Des colons illégaux attaquent les réserves d’eau en Cisjordanie

En janvier de cette année, une vidéo est apparue montrant un homme vêtu de noir brisant une conduite d’eau avec un marteau près de l’implantation d’Ein Samia en Cisjordanie.

Le mois suivant, des colons masqués ont envahi la station de pompage d'Ein Samia tard dans la nuit, détruisant les canalisations et les équipements de surveillance.
Les ouvriers ont fui, terrorisés. L'attaque a ensuite coupé l'eau pendant 12 heures.

Mohammad Abu Ayyash, directeur des opérations d'eau à la Société des Eaux de Jérusalem, a déclaré à CNN que la station de pompage avait été attaquée de la sorte dix fois au cours des quatre premiers mois de l'année.

Depuis 2023, les Palestiniens de Cisjordanie occupée sont confrontés à une vague croissante d’attaques de colons israéliens.

Ces attaques se concentrent sur les infrastructures hydrauliques alors que les colons tentent de forcer les Palestiniens à quitter la terre et à la revendiquer pour eux-mêmes.

Selon le groupe de réflexion du Pacific Institute qui suit les conflits liés à l’eau, les forces armées israéliennes et les colons ont attaqué les sources d’eau palestiniennes 250 fois en l’espace de cinq ans.

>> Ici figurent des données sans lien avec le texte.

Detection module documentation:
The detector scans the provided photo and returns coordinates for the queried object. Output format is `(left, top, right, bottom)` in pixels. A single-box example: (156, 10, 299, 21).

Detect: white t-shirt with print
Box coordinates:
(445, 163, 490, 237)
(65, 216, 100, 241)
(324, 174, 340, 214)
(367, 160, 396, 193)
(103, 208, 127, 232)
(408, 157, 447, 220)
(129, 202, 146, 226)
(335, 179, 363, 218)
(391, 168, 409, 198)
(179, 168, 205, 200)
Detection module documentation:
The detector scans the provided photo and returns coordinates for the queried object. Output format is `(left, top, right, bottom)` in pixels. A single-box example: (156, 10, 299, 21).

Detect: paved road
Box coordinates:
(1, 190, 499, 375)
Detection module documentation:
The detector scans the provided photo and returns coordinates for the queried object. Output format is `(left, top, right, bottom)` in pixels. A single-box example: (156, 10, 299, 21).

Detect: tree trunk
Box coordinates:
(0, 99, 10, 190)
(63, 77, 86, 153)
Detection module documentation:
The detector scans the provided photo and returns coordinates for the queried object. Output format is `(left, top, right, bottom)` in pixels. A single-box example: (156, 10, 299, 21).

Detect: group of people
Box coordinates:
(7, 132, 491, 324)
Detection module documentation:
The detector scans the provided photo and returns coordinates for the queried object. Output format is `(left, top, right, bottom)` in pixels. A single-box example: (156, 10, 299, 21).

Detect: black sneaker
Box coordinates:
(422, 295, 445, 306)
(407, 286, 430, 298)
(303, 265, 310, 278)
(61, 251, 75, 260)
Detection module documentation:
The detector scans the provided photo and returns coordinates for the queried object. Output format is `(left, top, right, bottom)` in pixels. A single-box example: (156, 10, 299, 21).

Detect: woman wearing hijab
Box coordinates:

Il existe également de nombreux récits – depuis la Nakba de 1948 jusqu’à aujourd’hui – de colons empoisonnant des puits en y jetant des objets, notamment des couches usagées et des carcasses de poulet.

L'agriculteur palestinien Mohammad Sawafta est originaire de Bardala, dans la vallée du Jourdain. Il fait partie d'une vaste étendue de terres visées par l'annexion dans le cadre des plans présentés l'année dernière par le ministre israélien des Finances, Bezalel Smotrich.

Sawafta a utilisé des panneaux solaires pour puiser l’eau d’un puits afin d’irriguer les cultures. Mais désormais, il ne peut plus accéder au puits ni aux terres cultivées. Ils ont été clôturés par des colons.

« Nous ne pouvons pas atteindre le puits, nous y allons et ils viennent immédiatement vers nous », a-t-il déclaré. « Pourquoi est-ce que je pars et qu’ils restent et paissent sur mes terres ?

« Mon rêve et mon dur labeur, 30 ans, tout perdu en un instant. Pour l'agriculture, pour les animaux, pour boire, l'eau c'est la vie. Sans eau, pas de vie. »

Les Forces de défense israéliennes sont censées mettre fin aux attaques, qui sont illégales au regard du droit israélien et du droit international. Mais soit les forces armées ne font rien, soit elles se joignent à la violence.

Selon l'organisation israélienne de défense des droits humains B'Tselem, priver d'eau les Palestiniens de Cisjordanie est une politique délibérée et soigneusement planifiée.

Ceci est fait pour qu’Israël « puisse leur voler le peu de biens et de terres qui leur restent et s’approprier autant de territoire que possible, tout cela afin de poursuivre son projet de colonisation et la dépossession des Palestiniens ».